Witam wszystkich na moim nowym blogu :)
Namęczyłam
się nad jego stworzeniem co niemiara :) Nie wiedziałam, że te wszystkie
bajery trzeba oddzielnie dodawać - chyba jestem trochę do tyłu z
nowinkami technicznymi ostatnich paru lat... ale nie ma się czemu dziwić
skoro wiecznie ślęczę nad jakąś robótką, doprowadzając swój - niegdyś
sokoli - wzrok do czarnej rozpaczy :) Moja córa widząc mnie przy pracy stwierdziła, że robię jak Chińczyk ;)))

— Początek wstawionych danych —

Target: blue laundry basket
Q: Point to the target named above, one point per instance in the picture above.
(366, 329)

Jakby nie było, mam satysfakcję bo zrobiłam to sama! Blog działa ;D
Mój drugi powód do radości to przesyłka-niespodzianka z Czech od Preciosy, którą to listonosz przyniósł w poniedziałek, a w niej prócz ulotek z tutorialami, znalazłam dwie paczuszki koralików Preciosa Jablonex w neonowych kolorach!
Na oko jest to rozmiar 7 i miałam trochę główkowania co z nich zrobić, bo ogólnie ten kolor to nie moja bajka, ale i tak cieszy ogromnie. Narobiłam się i naprułam wszelkiej maści bransolet, nic mi się nie podobało... po dwóch dniach męki powstała zwyczajna spiralna bransoletka z dodatkiem koralików toho w kolorze szarym, który moim zdaniem idealnie posłużył jako tło do tego wyrazistego fosforyzującego różu.
Kolor jest oczywiście bardzo żarówiasty - identyczny jak różowe zakreślacze do tekstów :)
Dopóki nie osiągnę efektu, kiedy to stwierdzam, że daną biżuterię jestem skłonna nosić osobiście - nie wypuszczam jej między ludzi. Przymierzyłam, wygląda fajnie, zwłaszcza przy opaleniźnie i jest to chyba pierwsza rzecz w takim kolorze, którą chętnie bym nosiła :)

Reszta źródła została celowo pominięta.